Does Google's Persistent Disk have proper reader/writer locks for concurrent access (many virtual machines accessing data from a single Persistent Disk) which is required for SQLite?

According to the SQLite FAQ:

SQLite uses reader/writer locks to control access to the database. […] But use caution: this locking mechanism might not work correctly if the database file is kept on an NFS filesystem. This is because fcntl() file locking is broken on many NFS implementations. You should avoid putting SQLite database files on NFS if multiple processes might try to access the file at the same time.

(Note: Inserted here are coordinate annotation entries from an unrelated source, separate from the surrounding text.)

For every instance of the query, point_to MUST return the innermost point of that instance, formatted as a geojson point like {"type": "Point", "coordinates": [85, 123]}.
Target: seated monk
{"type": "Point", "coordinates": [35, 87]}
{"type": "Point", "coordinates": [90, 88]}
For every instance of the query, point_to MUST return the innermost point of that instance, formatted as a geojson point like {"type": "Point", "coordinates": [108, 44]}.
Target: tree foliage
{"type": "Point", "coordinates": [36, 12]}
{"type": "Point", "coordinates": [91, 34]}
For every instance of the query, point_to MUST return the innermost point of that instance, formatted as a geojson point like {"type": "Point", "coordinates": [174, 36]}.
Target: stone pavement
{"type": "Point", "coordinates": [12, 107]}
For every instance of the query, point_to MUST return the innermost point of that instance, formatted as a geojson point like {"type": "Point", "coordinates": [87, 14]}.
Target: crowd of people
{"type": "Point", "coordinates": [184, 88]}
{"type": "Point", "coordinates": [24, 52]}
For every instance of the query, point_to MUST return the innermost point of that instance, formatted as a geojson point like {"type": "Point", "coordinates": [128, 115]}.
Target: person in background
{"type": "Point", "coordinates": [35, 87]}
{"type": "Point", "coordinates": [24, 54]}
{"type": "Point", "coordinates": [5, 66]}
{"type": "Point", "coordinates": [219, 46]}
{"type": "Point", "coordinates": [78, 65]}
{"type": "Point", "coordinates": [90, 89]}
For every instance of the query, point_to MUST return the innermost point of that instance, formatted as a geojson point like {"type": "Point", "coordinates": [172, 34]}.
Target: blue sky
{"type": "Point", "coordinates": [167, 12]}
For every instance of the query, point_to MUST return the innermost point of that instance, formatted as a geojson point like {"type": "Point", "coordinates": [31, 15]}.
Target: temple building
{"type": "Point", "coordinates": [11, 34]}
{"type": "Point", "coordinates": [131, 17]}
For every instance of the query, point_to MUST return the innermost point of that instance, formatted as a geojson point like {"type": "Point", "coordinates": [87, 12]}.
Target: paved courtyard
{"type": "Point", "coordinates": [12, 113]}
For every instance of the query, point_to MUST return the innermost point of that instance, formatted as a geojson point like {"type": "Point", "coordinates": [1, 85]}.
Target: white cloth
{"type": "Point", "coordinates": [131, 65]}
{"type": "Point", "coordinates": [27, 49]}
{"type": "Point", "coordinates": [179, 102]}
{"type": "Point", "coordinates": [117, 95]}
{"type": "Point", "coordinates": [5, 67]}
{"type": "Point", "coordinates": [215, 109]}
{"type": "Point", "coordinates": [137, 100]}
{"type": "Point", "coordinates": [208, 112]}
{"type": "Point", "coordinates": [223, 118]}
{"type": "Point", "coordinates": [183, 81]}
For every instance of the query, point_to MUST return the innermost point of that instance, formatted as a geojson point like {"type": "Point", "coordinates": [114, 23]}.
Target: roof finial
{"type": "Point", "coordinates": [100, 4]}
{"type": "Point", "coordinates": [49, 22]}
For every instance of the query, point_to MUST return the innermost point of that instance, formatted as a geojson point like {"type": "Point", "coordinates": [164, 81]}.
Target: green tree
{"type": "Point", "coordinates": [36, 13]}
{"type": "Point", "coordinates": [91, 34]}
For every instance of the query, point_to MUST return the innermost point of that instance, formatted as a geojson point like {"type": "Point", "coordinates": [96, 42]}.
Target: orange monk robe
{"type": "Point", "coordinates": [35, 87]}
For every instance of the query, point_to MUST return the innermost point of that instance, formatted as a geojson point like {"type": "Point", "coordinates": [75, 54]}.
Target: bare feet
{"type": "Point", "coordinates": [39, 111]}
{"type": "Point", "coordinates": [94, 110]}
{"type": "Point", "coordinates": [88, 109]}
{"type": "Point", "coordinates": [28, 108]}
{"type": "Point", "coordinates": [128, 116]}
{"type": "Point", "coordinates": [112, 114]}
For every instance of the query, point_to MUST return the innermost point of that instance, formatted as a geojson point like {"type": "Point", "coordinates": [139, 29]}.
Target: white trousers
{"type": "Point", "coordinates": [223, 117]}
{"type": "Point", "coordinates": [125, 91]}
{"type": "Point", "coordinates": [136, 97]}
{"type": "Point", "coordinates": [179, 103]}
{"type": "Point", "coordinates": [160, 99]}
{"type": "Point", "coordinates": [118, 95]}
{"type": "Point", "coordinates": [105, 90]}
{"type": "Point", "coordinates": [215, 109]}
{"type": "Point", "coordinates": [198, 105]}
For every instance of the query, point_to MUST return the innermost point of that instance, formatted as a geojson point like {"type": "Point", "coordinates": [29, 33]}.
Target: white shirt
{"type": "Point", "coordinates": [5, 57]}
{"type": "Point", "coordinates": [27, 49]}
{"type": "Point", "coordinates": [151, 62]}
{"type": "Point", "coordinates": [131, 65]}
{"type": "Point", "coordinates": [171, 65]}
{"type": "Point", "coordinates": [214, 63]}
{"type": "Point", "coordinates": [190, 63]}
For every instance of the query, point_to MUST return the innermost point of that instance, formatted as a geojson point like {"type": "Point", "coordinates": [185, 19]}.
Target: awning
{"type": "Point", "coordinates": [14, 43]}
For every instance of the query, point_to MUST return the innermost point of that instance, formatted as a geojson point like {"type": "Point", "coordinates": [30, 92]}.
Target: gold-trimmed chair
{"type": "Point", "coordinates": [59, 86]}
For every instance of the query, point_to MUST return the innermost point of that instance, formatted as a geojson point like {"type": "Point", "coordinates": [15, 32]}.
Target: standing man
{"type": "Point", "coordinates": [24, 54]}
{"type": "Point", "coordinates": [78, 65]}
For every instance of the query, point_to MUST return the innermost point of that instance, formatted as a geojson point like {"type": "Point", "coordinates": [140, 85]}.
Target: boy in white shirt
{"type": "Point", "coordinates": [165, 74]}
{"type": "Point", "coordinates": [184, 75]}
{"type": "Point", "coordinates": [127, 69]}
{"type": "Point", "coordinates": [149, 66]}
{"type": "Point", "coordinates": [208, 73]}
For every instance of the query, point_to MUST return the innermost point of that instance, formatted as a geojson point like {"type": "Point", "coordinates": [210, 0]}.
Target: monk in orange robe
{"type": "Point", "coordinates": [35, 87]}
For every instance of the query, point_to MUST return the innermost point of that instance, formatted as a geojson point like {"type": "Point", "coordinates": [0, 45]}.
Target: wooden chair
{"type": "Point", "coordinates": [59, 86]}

I would really like to know if Google's persistent disk locks properly for writes. I research AWS's EFS and it does not have a proper locking system for supporting SQLite.

Best Answer

Update (30 Aug 2019)

Dqlite by Canonical provides a distributed, high-availability SQLite which may suit this use case. It's open-source under Apache 2.0, and written in C, so it could be a drop-in replacement for SQLite. See also discussion on HN for more context.


Earlier answer

It sounds like from your comments that MySQL and Google Cloud SQL are not an option due to your architecture requiring the use of a single SQLite file.

Also, per SQLite docs, NFS is not an option due to the locking issues.

Here are some other options to consider.

Alternative distributed filesystem

In addition to NFS, there are a number of other distributed filesystems you may want to evaluate, such as Ceph, GlusterFS, OrangeFS, ZFS, etc. In addition to your own research, consider reaching out to SQLite users or developers for guidance and past experiences.

Use NFS, but enforce single writer-at-a-time

The NFS issue appears to be about locking, which is only needed for writes: as long as you can guarantee that only one process has the database locked for writes at-a-time, several other processes can open it for reads so this should be OK (please confirm/verify that this is the case).

Thus, as long as there's an external method to ensuring a single-writer, you may be able to use NFS. Consider using a distributed lock service such as Apache ZooKeeper, HashiCorp Consul or CoreOS etcd for the lock service, and you can store your SQLite on NFS.

This, of course, relies on each process with direct access to SQLite database to properly close it when it no longer needs to write to it, so correctness is hard to enforce, as it relies on all software to be correct and cooperating.

Lightweight RPC server

You mentioned that your architecture (which cannot be changed at this time) relies on SQLite, but if it's possible to have them call an RPC service instead of opening the file directly, you can have that server be the only point of opening the SQLite database and avoid the locking issue from multiple concurrent users. However, this means that you would have to change all the client code to call the RPC service instead of opening the SQLite database directly, which is a non-trivial amount of work.

Conclusion

None of these options are trivial and will require work. The reason is that:

In contrast to many other database management systems, SQLite is not a client–server database engine. Rather, it is embedded into the end program.

As such, it is not the right solution for multiple accessors, and hence a bunch of workarounds are required.

Longer term, if you're in a situation where you would have to make a significant changes to continue to be able to maintain this system, you may want to consider migrating to MySQL or Google Cloud SQL instead of investing into workarounds to continue to use SQLite.